Not surprisingly, the food industry has been heavily impacted by food allergies. The most commonly allergenic foods – milk, egg, wheat, soybeans, peanuts, tree nuts, fish and crustacean shellfish – are very common food components and ingredients. The hazard is the presence of an undeclared allergen in a packaged food item. In recent years, undeclared food allergens have been one of the most common reasons for recalls announced by the U.S. Food & Drug Administration. The food industry has the responsibility to properly label food products to avoid such incidents.

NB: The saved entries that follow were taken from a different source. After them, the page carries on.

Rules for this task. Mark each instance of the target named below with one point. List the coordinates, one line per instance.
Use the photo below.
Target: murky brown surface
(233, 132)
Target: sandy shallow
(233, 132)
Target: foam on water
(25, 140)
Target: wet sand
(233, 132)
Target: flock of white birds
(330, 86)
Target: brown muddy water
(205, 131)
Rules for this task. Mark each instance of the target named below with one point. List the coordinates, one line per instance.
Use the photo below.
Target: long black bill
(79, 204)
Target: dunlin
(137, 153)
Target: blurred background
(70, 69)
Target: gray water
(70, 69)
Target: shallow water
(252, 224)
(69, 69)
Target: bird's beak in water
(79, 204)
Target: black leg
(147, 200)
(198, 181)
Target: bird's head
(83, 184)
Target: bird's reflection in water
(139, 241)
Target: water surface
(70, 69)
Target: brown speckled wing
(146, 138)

This web conference will provide the basic information on food allergens to allow identification of the allergen hazards that may exist in many food processing operations. Learn how to quantify the risks and then control those risks. Learn how to protect your products, your brands, and your company from experiencing allergen recalls while still offering safe choices to food-allergic consumers.
Presenter:
Steve Taylor, Ph.D., Professor and Director, Food Allergy Research and Resource Program, University of Nebraska
Steve L. Taylor, Ph.D. currently serves as Professor in the Dept. of Food Science & Technology and Director of the Food Allergy Research & Resource Program at the University of Nebraska. Dr. Taylor maintains an active research program in the area of food allergies.
Dr. Taylor received his B.S. and M.S. degrees in food science and technology from Oregon State University and his Ph.D. in biochemistry from the University of California – Davis. He received additional training in environmental toxicology and nutrition through postdoctoral training programs at the University of California – Davis. Before coming to the University of Nebraska in 1987 to assume his present position, Dr. Taylor served for 3 years as Chief of the Food Toxicology Laboratory at Letterman Army Institute of Research in San Francisco and 9 years as a faculty member with the Food Research Institute at the University of Wisconsin.
Dr. Taylor’s primary research interests involve the development of methods for the detection of residues of allergenic foods, the determination of the minimal eliciting doses for specific allergenic foods, the assessment of the allergenicity of ingredients derived from allergenic sources, and the assessment of the allergenicity of foods produced through agricultural biotechnology. He has published research on peanut, soybean, Brazil nut, almond, and cows’ milk allergies among a total of over 250 publications.
How does the web conference work?
It's easy and convenient! A virtual seminar is one that you can "attend" and participate in right from your offices. The savings are significant – no travel time or hassle and no travel expense.
The RFA Technical Web Conference will include live audio along with a slide presentation on the Web. You just need a phone connection for the audio and an Internet connection. In addition, the web conference will allow you to comment and ask questions at specified times during the event using your phone.